The Numbers of a Life 98
porsche911 points out a recent post by Stephen Wolfram in which he plots out data on his communication habits collected over a period of years — or in some cases, decades. He presents visualizations of the times and frequency of a third of a million emails since 1989, 100 million keystrokes since 2002, phone calls, meetings, modification times on his personal files, and even the number of footsteps he takes in a day. It provides some interesting correlations and insights into the structure of a person's life, and how that structure shifts over the years. He says,
"What is the future for personal analytics? There is so much that can be done. Some of it will focus on large-scale trends, some of it on identifying specific events or anomalies, and some of it on extracting 'stories' from personal data. And in time I'm looking forward to being able to ask Wolfram|Alpha all sorts of things about my life and times—and have it immediately generate reports about them. Not only being able to act as an adjunct to my personal memory, but also to be able to do automatic computational history—explaining how and why things happened—and then making projections and predictions. As personal analytics develops, it’s going to give us a whole new dimension to experiencing our lives."

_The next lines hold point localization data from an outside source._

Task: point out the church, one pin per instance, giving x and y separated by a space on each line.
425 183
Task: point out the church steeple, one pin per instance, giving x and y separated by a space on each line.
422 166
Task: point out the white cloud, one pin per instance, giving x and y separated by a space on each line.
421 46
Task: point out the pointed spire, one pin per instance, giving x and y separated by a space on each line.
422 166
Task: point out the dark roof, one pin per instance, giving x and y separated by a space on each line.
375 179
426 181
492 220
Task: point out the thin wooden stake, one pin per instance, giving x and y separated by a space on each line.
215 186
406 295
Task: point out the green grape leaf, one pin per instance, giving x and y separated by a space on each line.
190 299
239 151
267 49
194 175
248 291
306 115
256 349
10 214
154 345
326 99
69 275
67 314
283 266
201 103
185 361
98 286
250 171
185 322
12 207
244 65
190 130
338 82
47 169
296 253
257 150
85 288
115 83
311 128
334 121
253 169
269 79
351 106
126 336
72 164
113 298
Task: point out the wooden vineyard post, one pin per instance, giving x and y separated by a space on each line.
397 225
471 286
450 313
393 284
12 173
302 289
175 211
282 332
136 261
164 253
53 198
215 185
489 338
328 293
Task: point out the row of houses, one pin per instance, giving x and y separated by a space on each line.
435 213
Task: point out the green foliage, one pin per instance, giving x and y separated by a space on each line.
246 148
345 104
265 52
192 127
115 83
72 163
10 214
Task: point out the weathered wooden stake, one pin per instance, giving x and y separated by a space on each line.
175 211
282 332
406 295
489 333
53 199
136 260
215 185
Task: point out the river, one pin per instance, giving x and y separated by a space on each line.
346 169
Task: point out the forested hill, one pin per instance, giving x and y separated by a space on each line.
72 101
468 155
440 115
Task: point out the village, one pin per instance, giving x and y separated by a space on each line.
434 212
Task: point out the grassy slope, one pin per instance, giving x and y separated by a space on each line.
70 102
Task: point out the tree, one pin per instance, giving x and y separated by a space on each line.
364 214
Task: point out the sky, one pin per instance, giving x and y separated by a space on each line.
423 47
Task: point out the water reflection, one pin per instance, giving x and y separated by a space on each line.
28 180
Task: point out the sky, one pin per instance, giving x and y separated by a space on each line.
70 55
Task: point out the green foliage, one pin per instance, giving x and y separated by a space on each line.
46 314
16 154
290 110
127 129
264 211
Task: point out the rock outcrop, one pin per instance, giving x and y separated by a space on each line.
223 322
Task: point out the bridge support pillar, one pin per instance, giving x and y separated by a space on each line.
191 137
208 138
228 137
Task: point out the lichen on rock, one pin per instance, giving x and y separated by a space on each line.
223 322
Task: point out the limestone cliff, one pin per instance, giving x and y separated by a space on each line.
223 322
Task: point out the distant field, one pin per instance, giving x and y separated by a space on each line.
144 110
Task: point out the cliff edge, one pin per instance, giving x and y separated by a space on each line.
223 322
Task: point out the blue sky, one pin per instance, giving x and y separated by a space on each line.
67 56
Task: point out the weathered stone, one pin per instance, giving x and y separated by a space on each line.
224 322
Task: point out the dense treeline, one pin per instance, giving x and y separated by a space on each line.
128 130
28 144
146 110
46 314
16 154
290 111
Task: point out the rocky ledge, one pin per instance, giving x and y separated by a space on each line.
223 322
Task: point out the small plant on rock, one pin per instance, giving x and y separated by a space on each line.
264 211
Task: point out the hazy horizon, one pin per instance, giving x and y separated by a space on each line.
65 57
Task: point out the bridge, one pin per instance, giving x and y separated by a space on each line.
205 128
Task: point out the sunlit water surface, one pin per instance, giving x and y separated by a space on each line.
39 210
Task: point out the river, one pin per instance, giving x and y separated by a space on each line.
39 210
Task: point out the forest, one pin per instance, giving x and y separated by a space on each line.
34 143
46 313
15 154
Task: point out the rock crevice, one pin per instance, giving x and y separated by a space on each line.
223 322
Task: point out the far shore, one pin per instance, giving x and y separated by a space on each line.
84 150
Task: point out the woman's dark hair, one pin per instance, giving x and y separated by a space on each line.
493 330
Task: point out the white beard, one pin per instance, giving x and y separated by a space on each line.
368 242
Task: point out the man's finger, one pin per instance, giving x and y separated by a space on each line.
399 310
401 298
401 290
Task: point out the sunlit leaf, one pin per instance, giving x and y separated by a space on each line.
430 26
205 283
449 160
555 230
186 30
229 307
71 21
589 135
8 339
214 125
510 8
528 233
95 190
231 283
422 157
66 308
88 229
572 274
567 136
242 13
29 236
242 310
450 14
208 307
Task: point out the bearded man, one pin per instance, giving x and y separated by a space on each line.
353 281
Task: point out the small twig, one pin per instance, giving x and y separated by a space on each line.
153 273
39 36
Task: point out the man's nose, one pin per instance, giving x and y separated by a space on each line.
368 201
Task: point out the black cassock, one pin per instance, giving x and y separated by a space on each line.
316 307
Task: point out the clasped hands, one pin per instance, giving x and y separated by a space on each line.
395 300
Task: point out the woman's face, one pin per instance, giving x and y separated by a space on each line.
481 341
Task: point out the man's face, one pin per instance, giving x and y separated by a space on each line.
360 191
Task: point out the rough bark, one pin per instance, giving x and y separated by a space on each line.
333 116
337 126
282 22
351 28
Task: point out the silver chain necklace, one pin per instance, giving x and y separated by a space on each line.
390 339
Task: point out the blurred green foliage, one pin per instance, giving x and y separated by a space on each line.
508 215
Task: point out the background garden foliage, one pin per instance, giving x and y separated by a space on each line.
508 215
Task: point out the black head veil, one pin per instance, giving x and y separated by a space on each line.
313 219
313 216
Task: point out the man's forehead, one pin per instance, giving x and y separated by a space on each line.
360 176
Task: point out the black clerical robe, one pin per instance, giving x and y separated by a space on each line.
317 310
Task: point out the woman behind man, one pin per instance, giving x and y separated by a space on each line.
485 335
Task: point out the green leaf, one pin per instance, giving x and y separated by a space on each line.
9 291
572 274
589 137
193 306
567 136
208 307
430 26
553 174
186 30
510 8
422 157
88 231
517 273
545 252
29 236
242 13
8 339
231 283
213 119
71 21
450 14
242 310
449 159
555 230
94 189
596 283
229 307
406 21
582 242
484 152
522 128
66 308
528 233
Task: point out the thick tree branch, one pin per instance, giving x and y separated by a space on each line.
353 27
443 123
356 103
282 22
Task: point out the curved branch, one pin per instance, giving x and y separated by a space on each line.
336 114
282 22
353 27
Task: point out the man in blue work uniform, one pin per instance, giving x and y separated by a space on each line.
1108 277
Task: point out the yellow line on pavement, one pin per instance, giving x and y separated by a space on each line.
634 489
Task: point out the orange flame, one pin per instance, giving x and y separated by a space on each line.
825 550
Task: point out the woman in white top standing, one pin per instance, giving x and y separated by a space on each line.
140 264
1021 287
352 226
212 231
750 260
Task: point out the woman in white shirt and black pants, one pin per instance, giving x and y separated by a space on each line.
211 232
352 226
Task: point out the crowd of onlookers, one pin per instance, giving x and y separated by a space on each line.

Someone should apply this to his data (Score:5, Funny)
If ((age IS GREATER THAN 25) & (number-of-times-laid IS LESS THAN (age-16)) || number-of-times-laid IS LESS THAN number-of-times-starwars-seen)
{
Loser = true;
}
Re:Someone should apply this to his data (Score:4, Funny)
If ((age IS GREATER THAN 25) & (number-of-times-laid IS LESS THAN (age-16)) || number-of-times-laid IS LESS THAN number-of-times-starwars-seen)
{
Loser = true;
}
Actually that function has a non-unique solution.
Married=true and Married&Loser=true both satisfy the conditions.
Re:Someone should apply this to his data (Score:4, Funny)
His name is known to millions of struggling female math students around the world. That he's apparently married [nndb.com] might be the only thing holding him back in that field.
Re:100 million key strokes (Score:2, Funny)
lol. Think about what you said, and then how many keys are on a keyboard.